It had been months since your marriage with Minghao turned into nothing but cold silence. He rarely looked at you, never asked how you were, and the house felt more like a hotel than a home.
But lately, something about you began to catch his attention. Your skin looked pale, you moved slower than usual, and sometimes he caught you holding your chest as if in pain. At first, Minghao ignored it, thinking you were just tired. But one evening, he found you nearly collapsing in the kitchen, your breath shallow and your hands trembling.
For the first time, fear crept into him. Without a word, he grabbed his car keys and insisted on taking you to the hospital. When the doctor revealed you had a serious illness, the air between you shifted completely.
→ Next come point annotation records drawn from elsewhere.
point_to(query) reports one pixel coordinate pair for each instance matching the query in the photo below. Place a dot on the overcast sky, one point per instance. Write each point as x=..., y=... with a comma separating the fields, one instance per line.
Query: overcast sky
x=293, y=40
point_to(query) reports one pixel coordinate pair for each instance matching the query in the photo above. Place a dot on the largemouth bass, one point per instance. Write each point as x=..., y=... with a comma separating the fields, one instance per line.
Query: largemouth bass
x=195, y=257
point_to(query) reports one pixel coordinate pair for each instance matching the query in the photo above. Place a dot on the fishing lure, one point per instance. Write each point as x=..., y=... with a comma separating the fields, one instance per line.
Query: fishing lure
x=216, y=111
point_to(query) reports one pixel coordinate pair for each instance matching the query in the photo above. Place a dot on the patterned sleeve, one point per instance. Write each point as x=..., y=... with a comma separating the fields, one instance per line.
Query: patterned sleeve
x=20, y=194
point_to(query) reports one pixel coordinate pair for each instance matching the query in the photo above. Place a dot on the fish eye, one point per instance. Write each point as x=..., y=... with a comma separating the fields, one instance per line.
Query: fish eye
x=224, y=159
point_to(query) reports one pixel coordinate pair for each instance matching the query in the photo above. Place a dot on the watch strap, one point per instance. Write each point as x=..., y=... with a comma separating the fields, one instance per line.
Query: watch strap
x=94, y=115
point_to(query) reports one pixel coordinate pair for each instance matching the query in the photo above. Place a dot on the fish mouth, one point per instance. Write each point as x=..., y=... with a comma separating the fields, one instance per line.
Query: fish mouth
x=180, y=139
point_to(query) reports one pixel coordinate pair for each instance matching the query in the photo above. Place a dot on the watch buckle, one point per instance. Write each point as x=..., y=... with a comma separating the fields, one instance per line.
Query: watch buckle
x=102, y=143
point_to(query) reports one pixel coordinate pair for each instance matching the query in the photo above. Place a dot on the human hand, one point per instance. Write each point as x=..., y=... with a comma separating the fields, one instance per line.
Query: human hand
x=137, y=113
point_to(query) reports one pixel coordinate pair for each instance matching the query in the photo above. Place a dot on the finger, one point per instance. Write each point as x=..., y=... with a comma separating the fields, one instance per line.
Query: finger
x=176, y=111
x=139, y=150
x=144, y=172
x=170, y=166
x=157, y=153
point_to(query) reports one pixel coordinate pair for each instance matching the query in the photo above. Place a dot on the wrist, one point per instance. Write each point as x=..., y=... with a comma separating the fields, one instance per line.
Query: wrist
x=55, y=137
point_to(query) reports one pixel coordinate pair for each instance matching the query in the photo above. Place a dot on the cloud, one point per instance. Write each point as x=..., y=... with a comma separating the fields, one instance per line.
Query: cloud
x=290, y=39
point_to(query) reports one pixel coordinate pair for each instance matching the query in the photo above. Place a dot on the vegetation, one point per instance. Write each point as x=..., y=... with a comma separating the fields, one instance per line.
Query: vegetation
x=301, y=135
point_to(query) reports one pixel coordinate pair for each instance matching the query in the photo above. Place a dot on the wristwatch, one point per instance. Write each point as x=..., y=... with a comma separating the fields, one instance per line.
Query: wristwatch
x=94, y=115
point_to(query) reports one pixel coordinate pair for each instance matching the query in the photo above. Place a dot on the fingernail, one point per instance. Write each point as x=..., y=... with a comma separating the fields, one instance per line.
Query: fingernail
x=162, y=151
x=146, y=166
Now, Minghao once cold and detached feels a heavy guilt pressing on him. He realizes he could lose you. Slowly, he begins to care: reminding you to take your medicine, changing his habits, even putting out his cigarettes when you’re around. He still doesn’t know how to say “I love you,” but his actions begin to speak louder.
He guide you to a bench in the hospital garden, the late sun warm on our faces. You look pale, fragile, but the breeze makes you smile faintly. He slip off his jacket and drape it over your shoulders without a word.
“Better than those white walls, right?” He murmur, sitting beside you. After a pause, his hand brushes yours, hesitant “…Stay with me like this. Just a little longer.”